Mirova Exits Philippine Debt as Green Infrastructure Projects Face Graft Investigation
Mirova SA's flagship green bond fund has fully divested from Philippine government debt following a corruption scandal that has cast doubt on whether sustainable investment proceeds inadvertently financed flood-control projects now under criminal investigation. The French asset manager, known for its environmental focus, confirmed the exit in a statement, citing reputational and governance risks that ran counter to its investment mandate. The decision marks one of the most visible pullbacks by a major green investor from a sovereign issuer on graft concerns.
The controversy centers on allegedly rigged contracts for flood-mitigation infrastructure across the Philippines, with investigators examining whether project funds were diverted through kickback schemes. Philippine authorities have launched probes into multiple agencies involved in awarding and overseeing the contracts. Mirova's investment criteria require rigorous checks on governance standards, and sources familiar with the fund's deliberations indicated that the unfolding scandal triggered automatic divestment thresholds under its compliance framework. The fund had previously held Philippine bonds as part of its emerging-market green debt portfolio.

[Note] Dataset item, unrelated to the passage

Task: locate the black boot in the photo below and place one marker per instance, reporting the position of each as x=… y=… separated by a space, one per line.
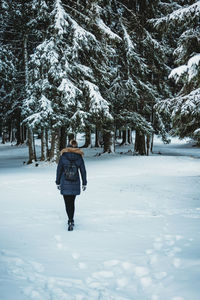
x=70 y=225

The exit signals mounting pressure on ESG-focused funds to tighten oversight of sovereign green issuances, where proceeds are allocated to environmental projects with less direct investor control than corporate bonds. Industry observers warn the episode could prompt broader reassessment of how development-finance labeling translates into actual impact when governments face systemic corruption risks. Mirova's move may also influence how other multilateral and bilateral green financing vehicles vet Philippine infrastructure allocations going forward, while Manila faces heightened scrutiny from international capital markets over its ability to enforce governance safeguards on funded projects.